The Senate and the House should move aggressively to pass this much-needed legislation and send it to President Bush for his signature.
Neither the Senate nor the House versions of the bill would require employers or health plans to cover mental illness. But if they do provide such coverage, the financial terms and treatment limits would have to be the same as they are for medical and surgical benefits. No longer could health plans limit mental patients to fewer days in the hospital or fewer outpatient visits. Nor could they make mental patients pay higher deductibles, co-payments or other out-of-pocket charges than other patients.
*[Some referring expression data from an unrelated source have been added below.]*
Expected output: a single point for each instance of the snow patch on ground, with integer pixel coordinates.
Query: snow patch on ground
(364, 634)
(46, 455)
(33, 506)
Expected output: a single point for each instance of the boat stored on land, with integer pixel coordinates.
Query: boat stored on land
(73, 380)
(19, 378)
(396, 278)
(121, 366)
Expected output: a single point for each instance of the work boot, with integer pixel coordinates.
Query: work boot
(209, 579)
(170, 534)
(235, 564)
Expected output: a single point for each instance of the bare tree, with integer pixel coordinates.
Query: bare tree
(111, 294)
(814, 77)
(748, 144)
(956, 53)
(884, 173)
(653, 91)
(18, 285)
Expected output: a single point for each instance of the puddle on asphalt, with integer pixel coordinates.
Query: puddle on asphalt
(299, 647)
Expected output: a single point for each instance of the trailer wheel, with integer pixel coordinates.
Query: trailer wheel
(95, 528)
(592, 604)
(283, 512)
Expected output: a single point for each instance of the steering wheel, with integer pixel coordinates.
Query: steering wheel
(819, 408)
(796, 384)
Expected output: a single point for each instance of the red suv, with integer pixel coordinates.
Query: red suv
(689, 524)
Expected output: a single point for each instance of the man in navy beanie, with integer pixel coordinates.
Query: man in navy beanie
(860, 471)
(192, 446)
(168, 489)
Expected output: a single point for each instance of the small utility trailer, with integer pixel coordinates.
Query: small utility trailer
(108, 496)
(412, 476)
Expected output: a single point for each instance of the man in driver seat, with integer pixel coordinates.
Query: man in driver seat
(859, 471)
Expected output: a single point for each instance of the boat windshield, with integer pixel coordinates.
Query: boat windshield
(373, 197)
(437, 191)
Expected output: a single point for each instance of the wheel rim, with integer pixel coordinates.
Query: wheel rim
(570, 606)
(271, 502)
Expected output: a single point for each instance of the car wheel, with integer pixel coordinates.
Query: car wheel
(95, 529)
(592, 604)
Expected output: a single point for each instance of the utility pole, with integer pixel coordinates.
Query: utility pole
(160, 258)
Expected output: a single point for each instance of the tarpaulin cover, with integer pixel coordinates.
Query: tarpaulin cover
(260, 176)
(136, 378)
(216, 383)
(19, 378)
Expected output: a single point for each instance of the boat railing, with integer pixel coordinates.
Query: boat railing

The most striking development this year is the broad consensus behind the Senate bill, the fruit of extended negotiations with employer groups and insurance plans that have fought such measures in the past, lest their costs be driven up. The bill is backed by Senators Ted Kennedy, Democrat of Massachusetts, and Pete Domenici, Republican of New Mexico — both long-time champions of equal treatment for mental health — whose staff members worked out the compromise. The final product may not be perfect, but it gives mental health advocates much of what they want.
The House bill, whose chief sponsor is Representative Patrick Kennedy, Democrat of Rhode Island and the senator’s son, looks stronger in some respects. It would require that any plan that covered mental health provide coverage for, at a minimum, the same wide range of mental and addiction disorders that are currently covered by the health plan with the largest enrollment of federal employees. The Senate bill does not say what conditions must be covered, and focuses simply on ensuring equal cost-sharing and treatment limits. That is based on a tactical judgment that the business community would fight broad coverage requirements.
Given that President Bush has endorsed the idea of mental health parity, and that both houses seem poised to enact it, the prospects look good for ending the long stalemate. But the House will need to be careful not to overreach and upset the carefully built compromise that has finally brought recalcitrant insurers and employers to the side of equal treatment for mental health and addiction.